Bird-watchers who regularly visit Chambers Bay and the shoreline along the Pierce County-owned Chambers Creek properties in University Place may have noticed something new atop two wooden piles along the beach.
Two metal cones recently appeared at the top of the aging piles in an attempt to block returning ospreys from making them their home this year.
In place of the piles, the county built a telephone-like pole nearby with a platform where it hopes the ospreys will establish a new residence.
The county plans to remove the creosote-soaked piles this summer as part of a larger project to restore the waterfront. The county received $2.4 million last year to remove two docks — one to the north and one to the south.
The county doesn’t want the birds returning to the piles, but it isn’t trying to make them leave the area, said Public Works and Utilities director Brian Ziegler.
“We are offering them a better home in an upgraded neighborhood; we want to keep them around,” he said.
“They’re in a pretty dilapidated home right now, and their home is impacting salmon,” he added, referring to the old piles.
With the guidance of the state Department of Fish and Wildlife, the county built the pole and added nesting material to the platform — a sort of house-warming gift to entice the birds to the new location.
“Osprey, luckily for us, tend to be one of those species that take really well to the relocation of a nest or building a new nest,” said Michelle Tirhi, district wildlife biologist for the state.
She said the first thing the birds look for when scouting a home is to be at the highest point, preferentially with an unobstructed 360-degree view. A platform large enough to hold a large nest is also preferred.
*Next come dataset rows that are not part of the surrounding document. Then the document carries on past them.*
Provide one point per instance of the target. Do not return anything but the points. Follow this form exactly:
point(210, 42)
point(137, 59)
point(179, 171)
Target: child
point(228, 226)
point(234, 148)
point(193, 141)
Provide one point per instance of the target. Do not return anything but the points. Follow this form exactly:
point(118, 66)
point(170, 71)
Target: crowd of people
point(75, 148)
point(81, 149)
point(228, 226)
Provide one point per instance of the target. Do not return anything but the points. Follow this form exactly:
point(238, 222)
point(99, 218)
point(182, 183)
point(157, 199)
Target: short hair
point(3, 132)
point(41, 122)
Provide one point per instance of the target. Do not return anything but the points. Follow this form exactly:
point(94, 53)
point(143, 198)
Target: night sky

The pole erected by the county meets the state’s specifications, and while the ospreys will have to go to work to rebuild their nest — a practice important to their mating ritual — the county did what it could to make the site as inviting as possible.
“Once you put the platform up there, it’s not really necessary to put any nesting material in it, but we do find higher success when we put some in to start them off,” Tirhi said.
“Once we get a site established for osprey, they tend to be very loyal and very defensive of that site,” she said. “They’ll return to it every year.”
State wildlife officials are happy to have a new home for the ospreys, but Tirhi said they were more concerned about preserving a colony of purple martins that nest along the shoreline where the piles will be removed.
Washington has worked to restore its purple martin population for close to 50 years, after the numbers dipped dangerously close to becoming endangered, Tirhi said.
Six nesting boxes built by an aspiring Eagle Scout have been placed along the shoreline, away from the area where the dock and piles will be removed. The Chambers Bay location is one of five in the county that serve as a home for the purple martin colony.
As for the ospreys, people familiar with them say they return in the late spring and stay until fall. The last couple of years the resident birds have hatched two to three chicks.
“Osprey are incredibly cool birds, and people love seeing their nest, young ones in the nest, and them fishing and bringing fish back to the nest,” said Art Wang, vice president of the Tahoma Audubon Society. “They’re the original Seahawks, in many respects.”